# chainless bicycle



## bikiba (Apr 19, 2014)

Original 1897 Stearns chainless Bicycle. I had not seen a chainless bike with a crankshaft. Very cool.

Anyone have something similar?

btw - i cant upload my own pics? anyone else having that problem?


----------



## Boris (Apr 19, 2014)

I'm still having a problem with some photos loading. Something is definitely askew, but with mine, I think it's a browser problem. Here's a thread I recently posted. You may find something here that works for you.
http://thecabe.com/vbulletin/showthread.php?56769-Can-t-post-pictures


----------



## MrColumbia (Apr 19, 2014)

There were lots of companies making chainless bikes in the late 1800's to early 1900's. I have a 1904 Mens two speed Columbia Chainless, 1914 Columbia Ladies Single speed chainless and a 1921 Men's Columbia Chainless. Pope/Westfield Mfg made Columbia and other brand chainless shaft drive bikes from 1898 to 1922. I believe the first production shaft drives came out in about 1896 or 1897, a year or two before Pope started making them. Many similar designs, some more unique (and better) but too expensive to continue to produce. The high cost of production put them out of favor by the early 1920's. There are now Chinese made multi speed chainless shaft drive bikes available for reasonable money.


----------



## wasp3245 (Apr 22, 2014)

*Chainless..shaft drive*

Hello all 

It is always troublesome to pin first or last on anything .... but that said   the League " chain-less" introduced in 1893  is normally given credit for the first on the market .  Sales struggled through 1894  with a few improvements and the addition of a ladies model late in the season .... only to close shop early in 1895 .... 
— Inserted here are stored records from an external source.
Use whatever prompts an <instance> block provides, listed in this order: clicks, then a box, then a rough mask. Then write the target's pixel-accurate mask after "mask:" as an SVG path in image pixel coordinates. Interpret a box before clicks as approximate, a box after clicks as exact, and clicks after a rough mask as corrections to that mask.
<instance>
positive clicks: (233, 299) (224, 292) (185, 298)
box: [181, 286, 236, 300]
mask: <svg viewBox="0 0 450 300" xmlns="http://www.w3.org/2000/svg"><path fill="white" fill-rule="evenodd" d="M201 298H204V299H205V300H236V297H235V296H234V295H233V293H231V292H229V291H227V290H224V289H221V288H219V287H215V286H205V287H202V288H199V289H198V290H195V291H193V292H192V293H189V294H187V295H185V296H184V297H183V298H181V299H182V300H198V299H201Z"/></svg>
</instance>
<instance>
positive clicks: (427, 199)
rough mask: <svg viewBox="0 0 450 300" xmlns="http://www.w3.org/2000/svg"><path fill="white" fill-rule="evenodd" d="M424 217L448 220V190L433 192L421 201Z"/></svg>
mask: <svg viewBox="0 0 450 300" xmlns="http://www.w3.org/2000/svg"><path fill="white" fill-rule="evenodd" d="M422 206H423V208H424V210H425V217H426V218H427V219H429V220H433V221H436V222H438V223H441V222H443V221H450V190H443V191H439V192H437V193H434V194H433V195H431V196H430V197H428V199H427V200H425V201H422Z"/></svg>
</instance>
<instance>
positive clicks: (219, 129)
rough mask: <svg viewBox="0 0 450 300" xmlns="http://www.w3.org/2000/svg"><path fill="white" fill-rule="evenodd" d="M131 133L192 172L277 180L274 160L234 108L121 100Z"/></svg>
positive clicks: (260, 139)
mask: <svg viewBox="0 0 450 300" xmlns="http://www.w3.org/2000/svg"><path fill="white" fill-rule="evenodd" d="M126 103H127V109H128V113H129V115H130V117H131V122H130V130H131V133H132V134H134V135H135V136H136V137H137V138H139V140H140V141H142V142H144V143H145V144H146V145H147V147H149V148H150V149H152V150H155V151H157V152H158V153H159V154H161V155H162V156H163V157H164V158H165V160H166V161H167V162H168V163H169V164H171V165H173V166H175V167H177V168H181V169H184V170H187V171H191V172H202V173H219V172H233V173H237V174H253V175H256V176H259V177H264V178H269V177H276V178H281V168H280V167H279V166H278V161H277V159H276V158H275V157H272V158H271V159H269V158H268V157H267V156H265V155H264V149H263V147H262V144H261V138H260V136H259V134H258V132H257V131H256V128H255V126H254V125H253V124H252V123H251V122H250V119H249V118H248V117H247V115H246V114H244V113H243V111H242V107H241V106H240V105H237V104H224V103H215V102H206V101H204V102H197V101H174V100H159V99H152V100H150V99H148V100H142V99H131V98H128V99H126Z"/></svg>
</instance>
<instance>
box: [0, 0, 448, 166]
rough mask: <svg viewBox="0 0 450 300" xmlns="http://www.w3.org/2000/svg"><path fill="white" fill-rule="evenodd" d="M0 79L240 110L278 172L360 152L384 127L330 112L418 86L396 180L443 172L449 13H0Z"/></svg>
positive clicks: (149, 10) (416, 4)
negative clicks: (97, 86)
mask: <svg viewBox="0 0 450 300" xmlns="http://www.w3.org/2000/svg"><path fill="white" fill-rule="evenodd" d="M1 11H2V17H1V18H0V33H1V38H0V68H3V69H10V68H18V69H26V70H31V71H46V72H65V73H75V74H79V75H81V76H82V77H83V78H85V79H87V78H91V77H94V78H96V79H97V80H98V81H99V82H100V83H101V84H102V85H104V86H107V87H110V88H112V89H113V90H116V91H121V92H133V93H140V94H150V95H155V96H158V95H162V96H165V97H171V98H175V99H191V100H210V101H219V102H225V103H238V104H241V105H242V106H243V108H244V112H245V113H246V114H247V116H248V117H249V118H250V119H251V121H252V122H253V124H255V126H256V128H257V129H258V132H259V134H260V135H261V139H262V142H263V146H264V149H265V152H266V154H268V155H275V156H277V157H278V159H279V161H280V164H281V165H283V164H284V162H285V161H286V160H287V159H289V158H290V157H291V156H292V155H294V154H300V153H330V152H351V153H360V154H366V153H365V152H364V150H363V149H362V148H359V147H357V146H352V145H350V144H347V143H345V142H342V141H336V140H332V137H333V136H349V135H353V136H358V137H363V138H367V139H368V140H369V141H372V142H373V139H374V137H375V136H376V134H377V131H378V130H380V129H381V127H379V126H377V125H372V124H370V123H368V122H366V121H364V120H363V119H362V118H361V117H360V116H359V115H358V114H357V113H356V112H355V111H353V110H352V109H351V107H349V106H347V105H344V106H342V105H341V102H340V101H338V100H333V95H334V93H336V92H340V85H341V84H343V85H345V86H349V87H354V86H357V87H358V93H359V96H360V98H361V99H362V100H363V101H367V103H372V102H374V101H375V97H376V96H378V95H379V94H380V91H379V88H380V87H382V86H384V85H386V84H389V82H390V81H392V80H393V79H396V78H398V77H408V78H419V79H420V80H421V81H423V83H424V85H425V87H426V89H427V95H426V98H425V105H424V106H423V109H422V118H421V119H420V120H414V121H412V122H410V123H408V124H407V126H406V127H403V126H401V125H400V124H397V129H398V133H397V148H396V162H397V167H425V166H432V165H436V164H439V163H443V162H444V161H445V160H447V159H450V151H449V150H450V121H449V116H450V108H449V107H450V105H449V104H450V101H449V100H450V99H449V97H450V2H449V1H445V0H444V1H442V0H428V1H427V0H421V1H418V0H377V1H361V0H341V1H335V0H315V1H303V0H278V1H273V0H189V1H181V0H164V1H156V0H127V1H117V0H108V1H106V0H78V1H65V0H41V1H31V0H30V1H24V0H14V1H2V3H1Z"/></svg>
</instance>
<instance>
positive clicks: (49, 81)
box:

It took the power of the big manufactures to push the chain-less to the fore front of desire for those who needed the latest and greatest  ( not to mention the most expensive with the highest profit margins...once the machining was paid for) .  1898 was the banner year for the chain-less with any maker worth it's weight in chains added one to their line . 
Major Taylor was placed atop a chain-less just to prove how fast you'd be able to ride if you bought one ....

The chain- less gave the wing-less cycling industry a branch to hold on to as it fell into the abyss  98-99

Once the chain-less machining was paid for it was high margins for the manufactures to  the few customers  who had an aversion to chains  

Ok this were a photo would be ...but  it does not want to upload ...sorry ..
Cheers Carey


----------



## bricycle (Apr 22, 2014)

bikiba said:


> Original 1897 Stearns chainless Bicycle. I had not seen a chainless bike with a crankshaft. Very cool.
> 
> Anyone have something similar?
> 
> ...




Great bike...I have the chain version...


----------



## bikiba (Apr 22, 2014)

maybe we should start a thread on showing members "chainless" bikes?

I would love to see them


----------



## olderthandirt (Apr 22, 2014)

*chainless bike owners*

that sounds great ,hope we get some women in bikini's to pose with them ,we could have a monthly drawing for the sexiest chainless duo of the month and a gift certificate for a wendy,s smoothie for the lucky winner!


----------



## bikiba (Apr 22, 2014)

olderthandirt said:


> that sounds great ,hope we get some women in bikini's to pose with them ,we could have a monthly drawing for the sexiest chainless duo of the month and a gift certificate for a wendy,s smoothie for the lucky winner!




i would also love tht!


----------